Children are ten and twelve.
He has been in and out of their lives since leaving these last three years.
He has been unpleasant and inconsistant in contact.
He does not seem to want to see them alone and wants to share contact. When he is with others he is model dad showing off, when alone with them he is rubbish and ignores them and lies to them and twists things etc.
Currently it is ok as his bad behaviour means they do not want to see him, after he did not show up so many times for contact and he lied to the court regarding that also, thankfully I had evidence we were there.
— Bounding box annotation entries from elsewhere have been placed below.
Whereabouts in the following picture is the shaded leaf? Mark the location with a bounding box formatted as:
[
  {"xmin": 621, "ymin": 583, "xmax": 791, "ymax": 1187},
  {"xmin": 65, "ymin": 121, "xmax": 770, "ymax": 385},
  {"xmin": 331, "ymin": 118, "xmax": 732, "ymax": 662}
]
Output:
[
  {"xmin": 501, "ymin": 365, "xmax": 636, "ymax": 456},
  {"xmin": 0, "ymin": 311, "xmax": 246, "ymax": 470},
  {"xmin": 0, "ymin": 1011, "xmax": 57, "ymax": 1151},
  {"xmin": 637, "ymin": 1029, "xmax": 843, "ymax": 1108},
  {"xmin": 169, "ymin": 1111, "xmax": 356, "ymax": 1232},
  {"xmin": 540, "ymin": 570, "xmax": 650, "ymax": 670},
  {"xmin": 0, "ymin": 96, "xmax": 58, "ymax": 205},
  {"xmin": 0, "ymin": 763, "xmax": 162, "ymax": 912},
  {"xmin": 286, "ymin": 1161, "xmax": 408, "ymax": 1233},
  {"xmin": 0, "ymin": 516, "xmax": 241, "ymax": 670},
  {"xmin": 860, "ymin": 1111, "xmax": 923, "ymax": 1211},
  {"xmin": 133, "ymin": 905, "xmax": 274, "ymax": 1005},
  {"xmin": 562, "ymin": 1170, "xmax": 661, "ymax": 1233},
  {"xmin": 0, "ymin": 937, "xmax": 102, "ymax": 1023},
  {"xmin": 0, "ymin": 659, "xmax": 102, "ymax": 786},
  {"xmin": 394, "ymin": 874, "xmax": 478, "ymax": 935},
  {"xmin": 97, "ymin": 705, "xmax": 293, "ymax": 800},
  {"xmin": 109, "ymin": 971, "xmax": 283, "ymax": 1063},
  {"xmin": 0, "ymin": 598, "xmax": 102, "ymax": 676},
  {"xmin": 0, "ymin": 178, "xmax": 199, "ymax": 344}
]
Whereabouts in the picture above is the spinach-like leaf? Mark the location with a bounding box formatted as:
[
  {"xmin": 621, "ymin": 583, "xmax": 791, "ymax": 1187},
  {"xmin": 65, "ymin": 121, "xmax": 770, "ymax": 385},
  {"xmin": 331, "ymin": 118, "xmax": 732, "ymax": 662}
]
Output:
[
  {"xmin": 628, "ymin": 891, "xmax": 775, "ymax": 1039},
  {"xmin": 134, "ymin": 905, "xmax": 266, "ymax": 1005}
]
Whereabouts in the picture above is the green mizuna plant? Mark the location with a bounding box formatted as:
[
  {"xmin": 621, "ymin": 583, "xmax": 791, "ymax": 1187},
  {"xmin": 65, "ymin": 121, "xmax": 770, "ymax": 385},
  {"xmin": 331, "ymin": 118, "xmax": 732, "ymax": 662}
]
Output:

Yes he did not want to see his kids, and walked in and out of their lives, and lied to the court and said I would not let him see them, that old chestnut, when I was crying on the phone begging him to see htem etc.
What is worrying me is that he will want to see them again, and he will pull the wool over their eyes and hurt them and make them ill with his mental illness etc.
What do you do for the best in these circumstances.
We are all currently ignoring him and he is not asking me about kids, not seen them for six months and only sent them one card in that time.
We are going through court re finances, yes he lies here also to courts, and you can guess who started off all the cases!
He only wants to speak when it suits him and way that suits him with loads of rules as usual, CONTROL, and he has never asked about his kids in emails or in person at court.
I understand he does not feel love as normal folks like we do, it is still odd to understand really.
I just want to get some idea's off people as to what I can do to protect my kids.
Also I am little worried that youngest may be subsetpable to npd, as she has traits etc, how can you hlep them have proper emotions, when they are still young?